3.  The design and size of the cage opening must be such that laying hens can be put in or taken out without causing injury or unnecessary suffering. In particular there must be no sharp edges or protrusions which are likely to cause injury or unnecessary suffering or allow laying hens to become trapped.

4.  The cages must be suitably equipped and maintained to prevent escape.

5.  Except in the case of therapeutic or prophylactic treatment, all laying hens shall have access to adequate, nutritious and hygienic feed each day in sufficient quantity to maintain them in good health and to satisfy their nutritional needs, and to adequate fresh drinking water at all times.

6.  Insulation and ventilation of the building must ensure that air velocity, dust level, temperature, relative air humidity and gas concentrations are kept within limits that are not harmful to the laying hens.

7.  In the case of artificial lighting, the laying hens must have an appropriate resting period each day during which the light intensity must be reduced in such a way that they can rest properly.

8.  The laying hens shall be cared for by a sufficient number of personnel with adequate knowledge and experience of laying hens and of the production system used.
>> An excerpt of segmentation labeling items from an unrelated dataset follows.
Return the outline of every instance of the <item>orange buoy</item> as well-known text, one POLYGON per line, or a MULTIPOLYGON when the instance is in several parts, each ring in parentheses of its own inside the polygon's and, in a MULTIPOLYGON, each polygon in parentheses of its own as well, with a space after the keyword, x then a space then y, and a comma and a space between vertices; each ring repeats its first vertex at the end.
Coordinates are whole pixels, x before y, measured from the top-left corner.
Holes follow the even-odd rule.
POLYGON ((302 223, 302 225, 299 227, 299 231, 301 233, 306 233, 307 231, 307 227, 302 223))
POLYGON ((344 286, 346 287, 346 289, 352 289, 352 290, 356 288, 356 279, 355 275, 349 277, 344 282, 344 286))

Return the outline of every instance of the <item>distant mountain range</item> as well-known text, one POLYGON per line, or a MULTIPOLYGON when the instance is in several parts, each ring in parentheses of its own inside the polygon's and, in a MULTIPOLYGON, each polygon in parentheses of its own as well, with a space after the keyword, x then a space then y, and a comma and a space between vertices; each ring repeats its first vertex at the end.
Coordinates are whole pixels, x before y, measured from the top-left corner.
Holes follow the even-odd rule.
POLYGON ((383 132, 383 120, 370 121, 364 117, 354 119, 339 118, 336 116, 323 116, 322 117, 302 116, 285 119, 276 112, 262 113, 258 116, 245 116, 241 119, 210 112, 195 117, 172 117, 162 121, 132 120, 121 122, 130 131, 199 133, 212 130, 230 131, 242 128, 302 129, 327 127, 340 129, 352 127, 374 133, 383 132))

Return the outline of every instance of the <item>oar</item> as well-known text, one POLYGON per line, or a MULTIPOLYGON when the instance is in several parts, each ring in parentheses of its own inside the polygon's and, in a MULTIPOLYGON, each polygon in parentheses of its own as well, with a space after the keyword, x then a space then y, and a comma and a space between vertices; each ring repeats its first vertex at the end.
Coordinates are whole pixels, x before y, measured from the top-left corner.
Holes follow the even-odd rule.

9.  The flock or group of laying hens shall be inspected thoroughly at least once a day. A source of light (whether fixed or portable) shall be available which is strong enough for each bird to be seen clearly and, if need be, thoroughly inspected at any time.

10.  Accommodation comprising more than three tiers of cages shall not be used unless suitable devices or measures make it possible to inspect thoroughly all tiers without difficulty.

11.  When laying hens do not appear to be in good health or show behavioural changes, steps shall be taken to establish the cause and appropriate remedial action shall be taken, e.g. treatment, isolation, culling or correction of environmental factors. If the cause is traced to an environmental factor in the production unit which it is not essential to remedy immediately, remedial action shall be taken as soon as practicable and in any event when the accommodation is next emptied and before the next batch of laying hens is put in.

12.  All automatic equipment must be thoroughly inspected at least once daily. Where defects are discovered these must be rectified immediately or, if this is impracticable, appropriate steps taken to safeguard the health and welfare of the laying hens until the defect has been rectified. Alternative ways of feeding and of maintaining a satisfactory environment must be available for use in the event of a breakdown.

13.  There shall be an alarm system to warn the stock-keeper of failure of any essential automated ventilation equipment.

14.  The alarm referred to in paragraph 13 above shall be tested by a stock-keeper or other competent person not less than once every seven days in order to check that there is no defect in it and, if any defect is found in such alarm (whether or not on it being tested in accordance with this paragraph) it shall be rectified forthwith.

15.  Every time all the cages housed together are emptied they shall be thoroughly cleansed and disinfected before the next batch of laying hens is put in. While the cages are occupied, the surfaces and all equipment shall be kept satisfactorily clean.

16.  No person shall apply an electrical current to laying hens for the purposes of immobilisation.